General:
This repo contains a fully articulated robotic arm controller solving a sequential reaching task akin to a serial reaction time task, allowing close comparison of different learning algortihmns such as PPO, SAC, Q-learning etc. with human behavior on the same task. Agents are trained in parallel to each other within the same environment as shown below, to speed up training and reduce randomness, when examining performance metrics.
The target activation sequence can either be 1) a self repeating deterministic sequence or a 2) random activation sequence without repitions. Comparisong between the two sequences shows that a self repeating sequence results in a circular movement trajectory over the targets to optimize reward, while a random sequence results in an optmimization strategy in which the agents centers itself equidistant to all 4 targets as it is unable to predict the targets next location.
Fig.2 - Fixed sequence 3D point clouds PPO. Fig.3 - Random sequence 3D point clouds PPO.Training:
To train and replicate results it is recommended to 1) create your own executable build within the Unity environment via the "File/Build Setting" tab and 2) create a corresponding shell ".shl" file to train from scratch. Please select the corresponding target platform you wish to run the executable one.

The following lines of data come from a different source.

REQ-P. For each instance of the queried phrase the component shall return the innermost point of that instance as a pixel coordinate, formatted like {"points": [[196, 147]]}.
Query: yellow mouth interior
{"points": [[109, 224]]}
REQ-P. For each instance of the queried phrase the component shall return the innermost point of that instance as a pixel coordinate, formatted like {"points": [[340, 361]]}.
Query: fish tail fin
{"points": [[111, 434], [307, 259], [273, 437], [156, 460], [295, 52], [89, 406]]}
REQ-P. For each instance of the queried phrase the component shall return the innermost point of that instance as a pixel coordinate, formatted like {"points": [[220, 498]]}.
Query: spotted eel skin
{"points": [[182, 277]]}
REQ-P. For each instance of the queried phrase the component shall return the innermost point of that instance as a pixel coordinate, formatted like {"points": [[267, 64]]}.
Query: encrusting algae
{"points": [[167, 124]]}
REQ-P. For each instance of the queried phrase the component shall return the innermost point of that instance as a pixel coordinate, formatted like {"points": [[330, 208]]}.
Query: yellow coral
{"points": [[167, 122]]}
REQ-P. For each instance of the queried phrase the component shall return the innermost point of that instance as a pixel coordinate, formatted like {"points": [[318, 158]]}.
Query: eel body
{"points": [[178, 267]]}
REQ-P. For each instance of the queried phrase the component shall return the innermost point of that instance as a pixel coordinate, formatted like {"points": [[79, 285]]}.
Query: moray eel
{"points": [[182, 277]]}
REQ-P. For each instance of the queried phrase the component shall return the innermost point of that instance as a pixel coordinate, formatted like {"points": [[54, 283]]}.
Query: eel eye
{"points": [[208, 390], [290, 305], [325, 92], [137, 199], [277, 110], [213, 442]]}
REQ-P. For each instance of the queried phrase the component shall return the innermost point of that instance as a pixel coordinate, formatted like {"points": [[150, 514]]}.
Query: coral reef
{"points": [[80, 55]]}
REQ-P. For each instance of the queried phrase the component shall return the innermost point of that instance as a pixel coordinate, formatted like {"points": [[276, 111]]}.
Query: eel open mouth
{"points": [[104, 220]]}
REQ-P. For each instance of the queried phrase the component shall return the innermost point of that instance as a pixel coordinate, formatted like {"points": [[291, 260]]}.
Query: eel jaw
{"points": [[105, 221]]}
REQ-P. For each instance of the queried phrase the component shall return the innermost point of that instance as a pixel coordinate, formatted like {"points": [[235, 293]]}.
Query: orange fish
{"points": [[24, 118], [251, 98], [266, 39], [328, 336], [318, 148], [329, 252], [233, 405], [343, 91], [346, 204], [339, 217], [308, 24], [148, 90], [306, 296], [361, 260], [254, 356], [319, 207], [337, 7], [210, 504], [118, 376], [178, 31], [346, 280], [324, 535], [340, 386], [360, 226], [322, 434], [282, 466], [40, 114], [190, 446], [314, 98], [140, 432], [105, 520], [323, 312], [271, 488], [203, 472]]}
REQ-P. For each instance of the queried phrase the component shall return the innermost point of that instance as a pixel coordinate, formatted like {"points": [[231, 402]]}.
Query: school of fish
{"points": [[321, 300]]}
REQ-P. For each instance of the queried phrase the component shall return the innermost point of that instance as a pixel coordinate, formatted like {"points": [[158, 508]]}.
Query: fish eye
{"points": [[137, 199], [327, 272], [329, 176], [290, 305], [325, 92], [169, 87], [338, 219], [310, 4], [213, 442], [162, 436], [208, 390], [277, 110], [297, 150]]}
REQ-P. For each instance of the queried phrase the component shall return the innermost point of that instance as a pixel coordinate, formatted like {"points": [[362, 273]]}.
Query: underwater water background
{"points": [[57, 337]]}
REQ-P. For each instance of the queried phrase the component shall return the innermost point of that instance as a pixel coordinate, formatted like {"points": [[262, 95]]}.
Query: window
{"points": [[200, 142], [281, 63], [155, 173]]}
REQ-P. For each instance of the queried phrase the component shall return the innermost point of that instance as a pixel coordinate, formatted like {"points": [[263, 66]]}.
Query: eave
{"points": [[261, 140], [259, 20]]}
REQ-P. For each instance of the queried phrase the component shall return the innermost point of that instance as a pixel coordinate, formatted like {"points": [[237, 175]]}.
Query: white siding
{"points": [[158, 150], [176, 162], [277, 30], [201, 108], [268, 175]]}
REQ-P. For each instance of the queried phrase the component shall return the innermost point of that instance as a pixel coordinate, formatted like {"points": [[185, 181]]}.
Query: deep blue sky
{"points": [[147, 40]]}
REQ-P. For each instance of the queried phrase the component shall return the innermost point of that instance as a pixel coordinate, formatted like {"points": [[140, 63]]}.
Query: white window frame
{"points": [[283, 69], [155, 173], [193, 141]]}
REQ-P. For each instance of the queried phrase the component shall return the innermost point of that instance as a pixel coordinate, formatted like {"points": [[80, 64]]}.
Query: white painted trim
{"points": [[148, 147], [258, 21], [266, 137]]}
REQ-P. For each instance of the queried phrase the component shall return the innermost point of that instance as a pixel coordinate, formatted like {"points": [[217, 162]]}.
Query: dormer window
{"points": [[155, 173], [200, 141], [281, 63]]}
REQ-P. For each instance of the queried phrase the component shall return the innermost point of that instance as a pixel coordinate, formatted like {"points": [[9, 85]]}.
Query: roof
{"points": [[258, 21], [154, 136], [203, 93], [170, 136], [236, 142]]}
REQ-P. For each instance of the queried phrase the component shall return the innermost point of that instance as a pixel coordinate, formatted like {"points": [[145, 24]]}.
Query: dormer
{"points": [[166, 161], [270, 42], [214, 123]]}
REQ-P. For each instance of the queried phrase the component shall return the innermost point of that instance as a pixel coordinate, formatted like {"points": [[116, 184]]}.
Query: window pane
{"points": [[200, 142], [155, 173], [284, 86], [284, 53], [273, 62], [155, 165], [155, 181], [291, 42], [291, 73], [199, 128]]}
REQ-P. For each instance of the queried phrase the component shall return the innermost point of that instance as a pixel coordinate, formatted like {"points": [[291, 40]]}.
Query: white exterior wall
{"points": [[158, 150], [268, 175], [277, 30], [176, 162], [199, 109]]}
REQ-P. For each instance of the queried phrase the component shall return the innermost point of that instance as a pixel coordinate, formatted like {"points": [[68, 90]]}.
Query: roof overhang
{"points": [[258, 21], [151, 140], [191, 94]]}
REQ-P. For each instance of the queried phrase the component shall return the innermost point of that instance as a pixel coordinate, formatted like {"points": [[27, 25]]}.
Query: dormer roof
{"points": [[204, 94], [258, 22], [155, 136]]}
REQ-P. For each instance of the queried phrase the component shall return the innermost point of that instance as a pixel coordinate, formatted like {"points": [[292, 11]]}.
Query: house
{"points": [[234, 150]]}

An example for a shell file to train PPO is given below:
your_shell_file.sh
#!/bin/bash
for i in {1..3}
do
echo "Starting run $i"
mlagents-learn config/ppo/Reacher.yaml --base-port 38278 --no-graphics --env=Project/Builds/your_build_no_1 --run-id=your_build_no_1_run-"$i"
done
Note that the .yaml file contains all hyperparameters for training.
Given that you have created your own build "your_build_no_1" and want to initiate training, start your concole, 1. activate your virtual environment, 2. go to your project folder, 3. ensure your shell file your_shell_file.sh callable and begin training by calling your shell file your_shell_file.sh as:
1. conda activate //anaconda3/envs/UnityML
2. cd /Users/last_name/project_location
3. chmod +x your_shell_file.sh
4. ./your_shell_file.sh
Note that for windows or linux the execution procedure may differ as this was tested on a mac os.
C# scrips:
"Game_Manager.cs" : manages properties of the game. Target activation sequence, successful reaching to an active target, reward giving and curriculum learning are defined here. If desired random activation can be disable which will result in a deterministic activation sequence in the Unity environment's UI.
Curriculum learning can as well be disable or enabled in the environment's UI.
"Gen_Targets.cs" : manages properties of the targets, like color, the number of targets to be instantiates. If desired targets can initialised at random locations, which we used for experimentation but excluded in the present study. Random target location is activated in the unity environment's UI and ticking the box "random_location.
"Yates.cs" : Target activation is governed by an identity matrix of size 4 x 4. Here we define a Fisher-Yates shuffle to randomly shuffle the matrix to create a random activation sequence. Results in the same as sampling from a random uniform distribution. The benefit of using the identity matrix and applying a Fisher-Yates shuffle is that we can examine which targets are supposed to be inactive as these are codes 0 and active targets are coded 1.
"Noise.cs" : A Box-Muller transformation is applied to sample from a gaussian normal. This script is never called, but used for initial experimentation.